Rev. psicol. polít. vol.18 no.41 São Paulo ajn./abr. 2018

 

ENTREVISTA

 

Movimentos sociais e contexto político: entrevista com David S. Meyer

 

Movimientos sociales y contexto político: entrevista con David S. Meyer

 

Mouvements sociaux et contexte politique: entretien avec David S. Meyer

 

 

Matheus Mazzilli Pereira

(entrevistador e tradutor). Professor do Programa de Pós-Graduação em Sociologia Política (PPGSP) da Universidade Vila Velha (UVV). matheus.mazzilli@gmail.com

 

 


RESUMO

David S. Meyer dedicou sua carreira ao estudo de movimentos sociais. Alinhados teoricamente às chamadas "teorias do processo político", seus trabalhos enfatizam a relação entre movimentos sociais e o contexto político-institucional no qual agem, bem como analisam as relações sincrônicas e diacrônicas existentes entre movimentos sociais. Nessa entrevista, Meyer fala sobre suas principais pesquisas empíricas, entre elas, seu estudo sobre o Movimento pela Paralisação das Armas Nucleares nos Estados Unidos. Meyer reflete, ainda, sobre as principais contribuições teóricas de seu trabalho e da abordagem contextual como um todo para o estudo de movimentos sociais e sobre como a pesquisa acadêmica pode contribuir para o ativismo político.

Palavras-chave: movimentos sociais; contexto político; paralisação de armas nucleares; spillover; contramovimentos.


RESUMEN

David S. Meyer dedicó su carrera al estudio de los movimientos sociales. Alineados teóricamente a las llamadas "teorías del proceso político", sus trabajos enfatizan la relación entre los movimientos sociales y el contexto político-institucional en que actúan, así como analizan las relaciones sincrónicas y diacrónicas existentes entre movimientos sociales. En esa entrevista, Meyer habla sobre sus principales investigaciones empíricas, entre ellas, su estudio sobre el Movimiento por la Paralización de las Armas Nucleares en los Estados Unidos. Meyer también habla sobre las principales contribuciones teóricas de su trabajo y del enfoque contextual como un todo para el estudio de movimientos sociales y sobre cómo la investigación académica puede contribuir el activismo político.

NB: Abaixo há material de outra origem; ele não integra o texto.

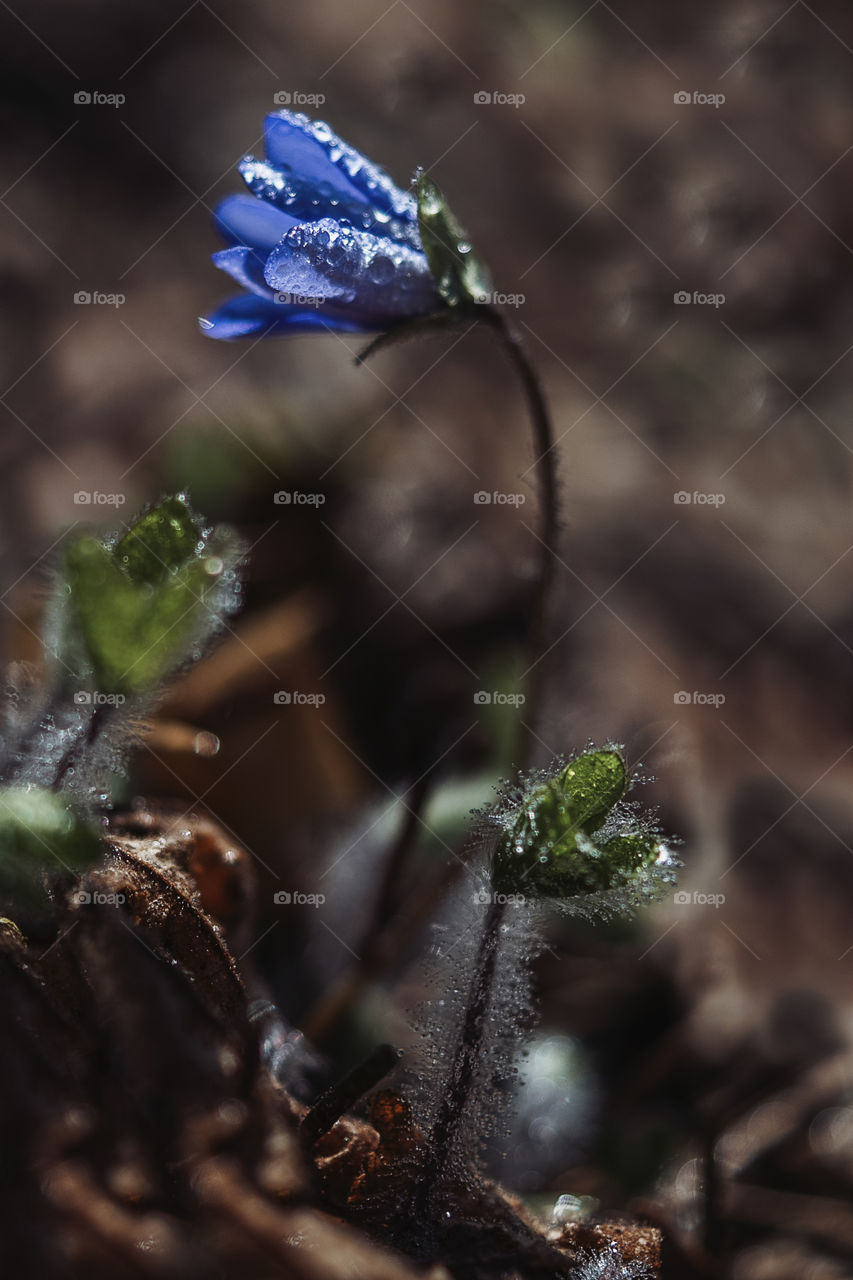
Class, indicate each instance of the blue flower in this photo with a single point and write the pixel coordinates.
(325, 241)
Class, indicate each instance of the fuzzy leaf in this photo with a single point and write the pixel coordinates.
(460, 274)
(40, 830)
(138, 608)
(550, 850)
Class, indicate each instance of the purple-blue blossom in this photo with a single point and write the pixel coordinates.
(324, 241)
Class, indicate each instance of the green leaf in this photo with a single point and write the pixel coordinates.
(460, 274)
(159, 543)
(551, 850)
(40, 831)
(138, 608)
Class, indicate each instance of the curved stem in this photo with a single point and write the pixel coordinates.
(543, 444)
(544, 464)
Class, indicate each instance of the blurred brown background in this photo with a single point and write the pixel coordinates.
(598, 199)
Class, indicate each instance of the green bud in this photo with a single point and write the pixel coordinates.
(137, 608)
(556, 848)
(40, 831)
(460, 274)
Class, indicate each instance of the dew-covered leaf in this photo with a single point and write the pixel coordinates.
(159, 543)
(40, 831)
(564, 840)
(136, 609)
(460, 274)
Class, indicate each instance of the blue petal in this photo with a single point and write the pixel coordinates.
(364, 275)
(247, 315)
(246, 266)
(306, 201)
(318, 155)
(243, 220)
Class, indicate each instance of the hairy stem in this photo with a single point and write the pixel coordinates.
(543, 446)
(466, 1057)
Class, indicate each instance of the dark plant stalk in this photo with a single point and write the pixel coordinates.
(83, 740)
(466, 1056)
(463, 1074)
(342, 1096)
(543, 446)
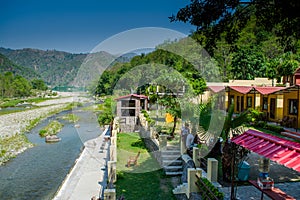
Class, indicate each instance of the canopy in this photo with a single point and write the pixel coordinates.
(280, 150)
(241, 89)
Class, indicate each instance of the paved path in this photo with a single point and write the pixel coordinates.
(88, 176)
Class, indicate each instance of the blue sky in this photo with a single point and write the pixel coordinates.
(78, 26)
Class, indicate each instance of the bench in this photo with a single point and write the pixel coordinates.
(132, 160)
(275, 193)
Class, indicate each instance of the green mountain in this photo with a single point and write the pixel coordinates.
(58, 67)
(7, 65)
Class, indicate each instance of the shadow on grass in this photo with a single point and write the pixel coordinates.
(146, 180)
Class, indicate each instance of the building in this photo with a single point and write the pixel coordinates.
(128, 109)
(277, 103)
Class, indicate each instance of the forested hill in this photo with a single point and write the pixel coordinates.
(7, 65)
(54, 67)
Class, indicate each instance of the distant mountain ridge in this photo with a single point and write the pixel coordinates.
(6, 65)
(58, 67)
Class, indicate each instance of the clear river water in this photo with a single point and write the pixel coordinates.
(38, 172)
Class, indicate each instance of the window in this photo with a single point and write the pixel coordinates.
(231, 99)
(293, 106)
(265, 103)
(249, 102)
(238, 103)
(128, 103)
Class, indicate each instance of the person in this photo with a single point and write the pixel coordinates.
(189, 140)
(184, 132)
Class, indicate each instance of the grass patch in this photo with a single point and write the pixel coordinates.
(11, 103)
(11, 146)
(51, 129)
(150, 185)
(70, 117)
(144, 181)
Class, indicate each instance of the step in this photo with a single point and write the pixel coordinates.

Palabras clave: movimientos sociales; contexto político; Paralización de las Armas Nucleares; spillover; contramovimientos.


RÉSUMÉ

David S. Meyer a consacré sa carrière à l'étude des mouvements sociaux. Alignés théoriquement avec les "théories du processus politique", ses travaux mettent l'accent sur la relation entre les mouvements sociaux et le contexte politique-institutionnel dans lequel ils agissent, et analysent les relations synchroniques et diachroniques existant entre les mouvements sociaux. Dans cette entretien, Meyer présente ses principales recherches empiriques, notamment son étude sur le Mouvement pour le Gel Nucléaire aux États-Unis. Meyer réfléchit également sur les principales contributions théoriques de son travail et de l'approche contextuelle pour l'étude des mouvements sociaux et sur comment la recherche scientifique peut contribuer à l'activisme politique.

Mots-clés: mouvements sociaux; contexte politique; gel nucléaire; spillover; contremouvement.


 

 

Atualmente professor no Departamento de Sociologia da University of California, Irvine, David S. Meyer dedicou sua carreira ao estudo de movimentos sociais. Seus trabalhos, que ainda não foram traduzidos para o português, se alinham teoricamente a abordagens relacionadas às chamadas "teorias do processo político" ao enfatizar a importância de elementos contextuais para a compreensão do surgimento, do desenvolvimento e da resolução do confronto político, assim como ao enfatizar as conexões entre a política institucional e a extrainstitucional (Meyer e Minkoff, 2004; Meyer e Staggenborg, 1996; Meyer, 1993b, 2004, por exemplo). Ao longo de sua trajetória, Meyer trabalhou com outros importantes pesquisadores de movimentos sociais, tais como William Gamson e Sidney Tarrow (Gamson e Meyer, 1999; Meyer e Tarrow, 1998).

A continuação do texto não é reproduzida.